Schnorr Signatures with direct FFI bindings

taylor · August 20, 2023, 5:29pm

Hello.

So I guess this is really a story about the sorry state of libsecp256k1 bindings. There is a library on hackage libsecp256k1 but it has not been kept up to date with the underlying library so it fails to build and the maintainer has removed the code from github. Another version exists on github secp256k1-schnorr but there is a mistake (that I have communicated to the author) where 64 bytes was being allocated with 32 was expected. A category of error I do not appreciate! I didn’t figure this out until getting the sign and verify working with direct bindings:

verifyE :: Event -> IO Bool 
verifyE Event{..}  
    | idE con == eid = do 
        signPub <- parsePub . pubkey $ con
        (msg', 32) <- getPtr (un32 eid) -- \(msg', 32) ->  
        (sig', 64) <- getPtr (un64 sig) 
        (pub', 64) <- getPtr (un64 signPub)
        (== 1) <$> schnorrSignatureVerify ctx sig' msg' 32 pub' 
    | otherwise = pure False 

signE :: Hex96 -> Keyless -> IO Event
signE kp keyless = do
    content <- keyless <$> exportPub kp
    let eid = idE content
    (priv, 96) <- getPtr (un96 kp)
    sig <- mallocBytes 64
    (msg, 32) <- getPtr . un32 $ eid 
    (salt, 32) <- genSalt
    ret <- schnorrSign ctx sig msg priv salt
    case ret of 
        1 -> do 
            sig' <- Hex64 <$> packPtr (sig, 64)
            let newE = Event eid sig' content
            trust <- verifyE newE
            if trust 
                then pure newE
        -- XXX handle failure? 
                else undefined -- signE kp keyless 
        _ -> undefined -- pure $ signE kp c

I have a couple questions.

How do I know when I need to clean up the memory I’ve allocated?
Can signing fail? How should I handle the error case?
The other binding libraries used unsafePerformIO but I chose to just keep it in IO? Is there a performance trade-off or some other reason for unsafePerformIO?
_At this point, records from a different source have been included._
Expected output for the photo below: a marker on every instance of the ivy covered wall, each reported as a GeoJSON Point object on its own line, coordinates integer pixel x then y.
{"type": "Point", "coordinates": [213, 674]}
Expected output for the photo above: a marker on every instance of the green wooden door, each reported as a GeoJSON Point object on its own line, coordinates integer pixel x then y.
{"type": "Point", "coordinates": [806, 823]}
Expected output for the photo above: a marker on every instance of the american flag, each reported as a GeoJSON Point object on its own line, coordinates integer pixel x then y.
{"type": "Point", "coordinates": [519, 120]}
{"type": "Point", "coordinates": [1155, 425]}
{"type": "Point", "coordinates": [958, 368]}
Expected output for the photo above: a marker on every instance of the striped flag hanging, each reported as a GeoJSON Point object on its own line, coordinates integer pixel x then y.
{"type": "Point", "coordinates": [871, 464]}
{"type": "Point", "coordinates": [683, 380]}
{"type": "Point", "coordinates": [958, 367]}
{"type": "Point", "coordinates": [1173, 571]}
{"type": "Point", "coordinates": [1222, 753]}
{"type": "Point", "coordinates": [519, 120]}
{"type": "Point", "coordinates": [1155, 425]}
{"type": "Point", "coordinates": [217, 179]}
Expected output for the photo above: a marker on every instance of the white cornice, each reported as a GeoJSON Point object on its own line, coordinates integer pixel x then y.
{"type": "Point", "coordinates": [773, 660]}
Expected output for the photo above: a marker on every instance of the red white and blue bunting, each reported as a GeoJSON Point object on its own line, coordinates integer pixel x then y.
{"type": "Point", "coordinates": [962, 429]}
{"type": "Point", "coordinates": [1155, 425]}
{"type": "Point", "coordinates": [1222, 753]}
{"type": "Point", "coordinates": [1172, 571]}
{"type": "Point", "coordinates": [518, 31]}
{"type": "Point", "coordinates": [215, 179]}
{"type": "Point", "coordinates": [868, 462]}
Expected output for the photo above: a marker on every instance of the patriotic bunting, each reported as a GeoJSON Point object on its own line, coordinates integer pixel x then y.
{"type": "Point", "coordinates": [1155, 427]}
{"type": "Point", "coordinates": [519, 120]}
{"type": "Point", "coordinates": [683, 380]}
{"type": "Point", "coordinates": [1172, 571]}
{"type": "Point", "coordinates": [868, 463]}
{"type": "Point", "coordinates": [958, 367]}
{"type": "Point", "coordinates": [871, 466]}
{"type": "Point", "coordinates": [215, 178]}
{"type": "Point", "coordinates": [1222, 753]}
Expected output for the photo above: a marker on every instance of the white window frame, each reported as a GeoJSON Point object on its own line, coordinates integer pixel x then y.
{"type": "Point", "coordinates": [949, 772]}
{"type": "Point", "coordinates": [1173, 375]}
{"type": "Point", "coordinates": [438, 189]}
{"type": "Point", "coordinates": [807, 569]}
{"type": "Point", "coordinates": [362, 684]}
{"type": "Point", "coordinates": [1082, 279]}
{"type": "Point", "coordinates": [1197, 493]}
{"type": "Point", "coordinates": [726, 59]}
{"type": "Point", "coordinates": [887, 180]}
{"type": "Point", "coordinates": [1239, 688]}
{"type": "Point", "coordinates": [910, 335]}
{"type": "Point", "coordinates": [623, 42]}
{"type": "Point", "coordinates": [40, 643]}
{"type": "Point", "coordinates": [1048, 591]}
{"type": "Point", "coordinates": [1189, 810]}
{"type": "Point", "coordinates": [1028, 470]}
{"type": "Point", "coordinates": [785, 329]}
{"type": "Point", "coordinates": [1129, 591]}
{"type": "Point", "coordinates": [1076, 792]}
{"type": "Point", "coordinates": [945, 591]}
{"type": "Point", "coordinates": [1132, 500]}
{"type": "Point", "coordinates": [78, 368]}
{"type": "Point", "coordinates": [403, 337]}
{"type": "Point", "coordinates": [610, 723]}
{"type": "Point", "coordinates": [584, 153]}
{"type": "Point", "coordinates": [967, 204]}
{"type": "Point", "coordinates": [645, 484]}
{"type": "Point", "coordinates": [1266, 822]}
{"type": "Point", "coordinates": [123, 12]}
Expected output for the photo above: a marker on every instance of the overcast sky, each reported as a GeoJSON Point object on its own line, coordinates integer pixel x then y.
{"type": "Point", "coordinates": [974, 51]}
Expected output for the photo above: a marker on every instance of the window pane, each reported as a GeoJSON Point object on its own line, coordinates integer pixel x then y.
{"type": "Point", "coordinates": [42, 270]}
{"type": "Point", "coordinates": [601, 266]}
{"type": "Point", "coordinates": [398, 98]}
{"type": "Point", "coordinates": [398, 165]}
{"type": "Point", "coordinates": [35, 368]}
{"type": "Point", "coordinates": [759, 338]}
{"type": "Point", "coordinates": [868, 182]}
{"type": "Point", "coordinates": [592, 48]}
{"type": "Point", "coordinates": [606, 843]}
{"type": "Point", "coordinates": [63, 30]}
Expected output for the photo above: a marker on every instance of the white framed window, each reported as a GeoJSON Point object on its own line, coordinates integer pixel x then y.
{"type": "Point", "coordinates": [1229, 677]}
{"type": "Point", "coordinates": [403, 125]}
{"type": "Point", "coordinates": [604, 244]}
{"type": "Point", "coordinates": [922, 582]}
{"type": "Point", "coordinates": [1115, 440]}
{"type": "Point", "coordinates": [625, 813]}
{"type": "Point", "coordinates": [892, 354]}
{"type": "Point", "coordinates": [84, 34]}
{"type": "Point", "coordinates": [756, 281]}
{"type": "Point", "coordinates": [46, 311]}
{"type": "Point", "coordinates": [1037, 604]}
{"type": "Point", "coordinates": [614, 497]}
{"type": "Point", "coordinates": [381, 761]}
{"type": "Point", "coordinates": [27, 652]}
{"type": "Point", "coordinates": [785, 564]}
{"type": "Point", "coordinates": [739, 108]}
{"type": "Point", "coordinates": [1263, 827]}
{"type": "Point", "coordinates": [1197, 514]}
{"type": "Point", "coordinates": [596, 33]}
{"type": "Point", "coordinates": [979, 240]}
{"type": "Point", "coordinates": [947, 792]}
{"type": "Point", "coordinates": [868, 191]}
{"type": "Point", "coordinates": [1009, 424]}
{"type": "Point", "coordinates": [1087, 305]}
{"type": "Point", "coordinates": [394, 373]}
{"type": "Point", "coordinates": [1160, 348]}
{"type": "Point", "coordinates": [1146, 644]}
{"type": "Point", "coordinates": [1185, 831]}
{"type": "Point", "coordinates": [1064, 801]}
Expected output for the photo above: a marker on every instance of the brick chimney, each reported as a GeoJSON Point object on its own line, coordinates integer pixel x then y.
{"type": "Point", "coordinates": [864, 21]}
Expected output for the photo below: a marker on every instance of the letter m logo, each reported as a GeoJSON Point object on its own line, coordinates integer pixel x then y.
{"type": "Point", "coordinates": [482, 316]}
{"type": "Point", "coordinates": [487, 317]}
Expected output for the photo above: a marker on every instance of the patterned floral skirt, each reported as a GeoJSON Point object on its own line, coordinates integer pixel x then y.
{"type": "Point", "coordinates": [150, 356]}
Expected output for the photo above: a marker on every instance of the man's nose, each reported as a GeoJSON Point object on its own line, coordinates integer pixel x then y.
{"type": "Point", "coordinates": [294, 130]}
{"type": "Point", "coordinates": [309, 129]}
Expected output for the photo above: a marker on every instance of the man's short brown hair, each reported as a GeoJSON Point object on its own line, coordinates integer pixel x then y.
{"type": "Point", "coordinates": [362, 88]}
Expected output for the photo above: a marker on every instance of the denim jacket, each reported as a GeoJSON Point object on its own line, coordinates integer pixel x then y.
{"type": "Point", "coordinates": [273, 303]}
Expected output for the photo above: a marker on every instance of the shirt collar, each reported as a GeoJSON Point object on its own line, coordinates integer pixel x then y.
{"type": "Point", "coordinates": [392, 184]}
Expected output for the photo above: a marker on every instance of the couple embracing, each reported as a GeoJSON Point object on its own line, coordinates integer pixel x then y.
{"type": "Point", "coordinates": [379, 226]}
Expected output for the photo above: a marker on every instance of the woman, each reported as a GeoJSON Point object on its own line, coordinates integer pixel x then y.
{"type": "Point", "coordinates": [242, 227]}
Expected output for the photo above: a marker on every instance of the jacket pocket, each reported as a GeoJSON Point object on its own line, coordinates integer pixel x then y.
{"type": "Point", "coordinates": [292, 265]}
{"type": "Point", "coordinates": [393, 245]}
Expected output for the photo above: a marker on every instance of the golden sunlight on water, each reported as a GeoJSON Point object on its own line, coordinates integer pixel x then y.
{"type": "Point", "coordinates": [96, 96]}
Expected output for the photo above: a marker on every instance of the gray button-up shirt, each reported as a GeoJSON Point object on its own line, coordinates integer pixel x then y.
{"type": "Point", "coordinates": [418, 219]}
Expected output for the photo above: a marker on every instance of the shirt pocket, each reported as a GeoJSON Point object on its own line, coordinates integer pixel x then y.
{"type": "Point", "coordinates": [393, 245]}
Code is here futr2; stack build && stack test. Specific files:

207 src/Nostr/Event.hs
60 src/Secp256k1/Internal.hs

The design space for nostr is interesting. What is complete is the over the wire protocol for both client and relay. It doesn’t seem to me there is any reason that a client shouldn’t also be a relay. Thinking about creating and managing many different identities. Publishing new events over tor to keep privacy. A monomer UI x_x. Discovering, switching and exploring relays. But the next step is the database and am going to try to use Beam and a relational structure that makes queries on Filter-Match options indexed/fast (srcNostr/Relay).

Happy coding out there!

janus · August 20, 2023, 7:42pm

Memory ownership is something C libraries don’t specify in the type system, so you have to read the code and find out how it’s expected to work. But if a passed in pointer is e.g. const, you can know that they wouldn’t free it on you.
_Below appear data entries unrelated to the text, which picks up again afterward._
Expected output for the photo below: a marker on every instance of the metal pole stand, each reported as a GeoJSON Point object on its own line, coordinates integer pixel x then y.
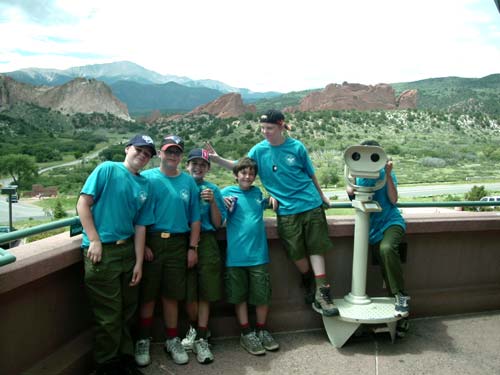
{"type": "Point", "coordinates": [357, 307]}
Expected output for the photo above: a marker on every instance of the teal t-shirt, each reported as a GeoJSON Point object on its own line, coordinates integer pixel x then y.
{"type": "Point", "coordinates": [390, 215]}
{"type": "Point", "coordinates": [285, 172]}
{"type": "Point", "coordinates": [119, 201]}
{"type": "Point", "coordinates": [246, 232]}
{"type": "Point", "coordinates": [205, 209]}
{"type": "Point", "coordinates": [175, 201]}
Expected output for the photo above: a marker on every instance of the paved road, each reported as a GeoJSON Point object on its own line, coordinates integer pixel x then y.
{"type": "Point", "coordinates": [428, 191]}
{"type": "Point", "coordinates": [20, 211]}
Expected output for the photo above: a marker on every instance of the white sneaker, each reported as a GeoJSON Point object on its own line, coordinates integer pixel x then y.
{"type": "Point", "coordinates": [188, 341]}
{"type": "Point", "coordinates": [202, 351]}
{"type": "Point", "coordinates": [142, 357]}
{"type": "Point", "coordinates": [176, 351]}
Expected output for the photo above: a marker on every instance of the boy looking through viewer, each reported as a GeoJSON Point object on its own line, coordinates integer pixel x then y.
{"type": "Point", "coordinates": [247, 275]}
{"type": "Point", "coordinates": [287, 173]}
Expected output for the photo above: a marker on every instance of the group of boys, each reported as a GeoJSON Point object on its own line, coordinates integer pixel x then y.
{"type": "Point", "coordinates": [152, 234]}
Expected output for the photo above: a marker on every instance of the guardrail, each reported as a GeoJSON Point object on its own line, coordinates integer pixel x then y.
{"type": "Point", "coordinates": [6, 257]}
{"type": "Point", "coordinates": [75, 226]}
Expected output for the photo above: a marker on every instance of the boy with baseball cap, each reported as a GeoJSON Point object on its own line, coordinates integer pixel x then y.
{"type": "Point", "coordinates": [113, 248]}
{"type": "Point", "coordinates": [204, 283]}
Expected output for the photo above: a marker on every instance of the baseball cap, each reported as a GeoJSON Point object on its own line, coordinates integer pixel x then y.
{"type": "Point", "coordinates": [172, 140]}
{"type": "Point", "coordinates": [199, 153]}
{"type": "Point", "coordinates": [142, 141]}
{"type": "Point", "coordinates": [274, 116]}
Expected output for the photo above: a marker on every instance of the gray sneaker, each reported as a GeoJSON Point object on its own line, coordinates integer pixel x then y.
{"type": "Point", "coordinates": [142, 357]}
{"type": "Point", "coordinates": [176, 351]}
{"type": "Point", "coordinates": [251, 343]}
{"type": "Point", "coordinates": [202, 351]}
{"type": "Point", "coordinates": [188, 341]}
{"type": "Point", "coordinates": [268, 341]}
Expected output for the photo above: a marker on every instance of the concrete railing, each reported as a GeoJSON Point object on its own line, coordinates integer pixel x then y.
{"type": "Point", "coordinates": [452, 267]}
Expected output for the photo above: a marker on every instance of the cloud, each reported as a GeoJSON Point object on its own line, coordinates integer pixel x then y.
{"type": "Point", "coordinates": [263, 45]}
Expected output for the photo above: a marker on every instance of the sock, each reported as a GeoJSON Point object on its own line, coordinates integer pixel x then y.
{"type": "Point", "coordinates": [201, 333]}
{"type": "Point", "coordinates": [320, 280]}
{"type": "Point", "coordinates": [245, 328]}
{"type": "Point", "coordinates": [145, 325]}
{"type": "Point", "coordinates": [171, 333]}
{"type": "Point", "coordinates": [260, 326]}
Let’s say that you own the memory:

You can then use with functions like e.g. withForeignPtr to get a closure where the typical Ptr is available.
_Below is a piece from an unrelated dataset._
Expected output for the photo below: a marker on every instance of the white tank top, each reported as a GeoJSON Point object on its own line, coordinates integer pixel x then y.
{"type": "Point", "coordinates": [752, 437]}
One nice thing about ForeignPtr is that the RTS will free the memory when it wants. Since you’re working with cryptographically sensitive data, you might wanna zero the memory when you’re done with it. Once it’s zeroed you shouldn’t need to get it freed promptly, but if you do, ~~there is finalizeForeignPtr~~ (EDIT: finalizing doesn’t actually free)

janus · August 20, 2023, 7:52pm

If you look at the BIP-340 spec, you can see that it specifies the verification as part of the signature algorithm, with the footnote:

Verifying the signature before leaving the signer prevents random or attacker provoked computation errors. This prevents publishing invalid signatures which may leak information about the secret key. It is recommended, but can be omitted if the computation cost is prohibitive.

From a quick glance, there are also two other instances of fail in that listing.

And if you look at the tests, they check that signing fails in the case of overflowing or negative s.

taylor · August 20, 2023, 8:16pm

how bad an idea is a recursive call to signE? this is handling the case when attempt to make signature failed (return 1 from schnorrSign) or validation check failed

janus · August 20, 2023, 8:22pm

I think this is a deterministic function, so there is no point in retrying with the same data. For example, if you look at the second bullet point of the Sign spec, which says “Fail if d’ = 0 or d’ ≥ n”, that’s a deterministic failure in case you use the zeroed secret key.

I am not sure what you’re trying to achieve with recursion since the c in your commented out code isn’t defined.